DNA testing leads to more and more cold cases being solved

Video New Cold Case Tech

PUEBLO, Colo. - Just this past month, two suspects in connection to decades old murder cases around the country have been arrested in Southern Colorado.

Last February, 72-year old James Neal of Monument was arrested in connection to a 45-year old case out of Newport Beach, California.

Then, on Thursday, authorities apprehended 73 year old Jesse Hogue in Pueblo West. Hogue is believed to be the suspect involved in 1994 homicide case out of Amarillo, Texas.

Neal has been extradited to face murder and kidnapping charges in California, while Hogue is being held at the Pueblo County Jailhouse. 

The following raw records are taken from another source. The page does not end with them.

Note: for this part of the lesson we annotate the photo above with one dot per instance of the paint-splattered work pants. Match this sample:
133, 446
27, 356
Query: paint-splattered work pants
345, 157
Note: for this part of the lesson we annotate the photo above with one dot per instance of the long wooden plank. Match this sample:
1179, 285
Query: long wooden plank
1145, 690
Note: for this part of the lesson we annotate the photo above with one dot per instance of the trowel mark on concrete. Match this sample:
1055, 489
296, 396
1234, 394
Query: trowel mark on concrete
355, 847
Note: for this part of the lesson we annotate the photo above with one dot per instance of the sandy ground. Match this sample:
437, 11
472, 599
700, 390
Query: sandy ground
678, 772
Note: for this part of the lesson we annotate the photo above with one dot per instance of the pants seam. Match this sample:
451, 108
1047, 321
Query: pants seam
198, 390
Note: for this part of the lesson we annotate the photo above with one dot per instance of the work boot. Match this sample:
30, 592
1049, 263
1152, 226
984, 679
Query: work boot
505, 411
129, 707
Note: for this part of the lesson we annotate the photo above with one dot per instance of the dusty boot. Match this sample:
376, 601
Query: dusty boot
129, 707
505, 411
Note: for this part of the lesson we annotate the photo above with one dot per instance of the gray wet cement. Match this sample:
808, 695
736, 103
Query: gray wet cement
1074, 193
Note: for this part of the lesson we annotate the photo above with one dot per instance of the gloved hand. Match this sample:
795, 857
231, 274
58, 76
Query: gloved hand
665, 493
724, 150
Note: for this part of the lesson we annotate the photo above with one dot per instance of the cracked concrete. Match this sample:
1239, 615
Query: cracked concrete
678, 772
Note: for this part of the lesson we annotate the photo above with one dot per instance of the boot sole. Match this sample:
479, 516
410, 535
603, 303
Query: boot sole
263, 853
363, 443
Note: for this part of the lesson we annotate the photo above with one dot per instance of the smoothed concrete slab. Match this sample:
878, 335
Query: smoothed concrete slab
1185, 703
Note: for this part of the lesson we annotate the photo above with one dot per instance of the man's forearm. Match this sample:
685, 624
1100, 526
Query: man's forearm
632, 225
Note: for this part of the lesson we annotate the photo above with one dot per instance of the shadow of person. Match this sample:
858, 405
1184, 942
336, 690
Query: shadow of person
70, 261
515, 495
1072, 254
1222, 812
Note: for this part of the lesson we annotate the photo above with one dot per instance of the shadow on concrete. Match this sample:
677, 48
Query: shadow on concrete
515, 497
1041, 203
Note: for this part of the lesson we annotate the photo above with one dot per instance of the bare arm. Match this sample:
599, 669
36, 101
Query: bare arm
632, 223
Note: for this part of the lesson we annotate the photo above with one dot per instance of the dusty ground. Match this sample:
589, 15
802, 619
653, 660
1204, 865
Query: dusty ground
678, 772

“I do see more cold case files being solved across the nation,” said Dan Corsentino, former Pueblo County Sheriff and a private investigator. 

Corsentino says better advancements in DNA testing leads to the tipping point in these cold cases. 

“To take a look at saliva, hair samples, skin, dry skin from an individual and be able to identify with a 99% accuracy level which is extremely high is impressive,” said Corsentino. 

Old DNA from the crime scene played a crucial role in leading investigators to arresting Neal. However, it is still unclear what key reevaluated evidence led to Hogue's arrest. 

Since Corsentino began a career in law enforcement back in 1987, he’s seen other advancements as well that have helped investigators solve decades old crimes. Police training, better computer technology, psychological evaluations, national DNA databases, better communication between departments, and GPS technology just to name a few. 

However, the benefits don’t stop at cold cases.

“Not only the victims but the accused," said Corsentino. "There are people that are in jail that may have been wrongfully convicted.”

Corsentino believes even advances in automation are the next step in helping to solve old cases.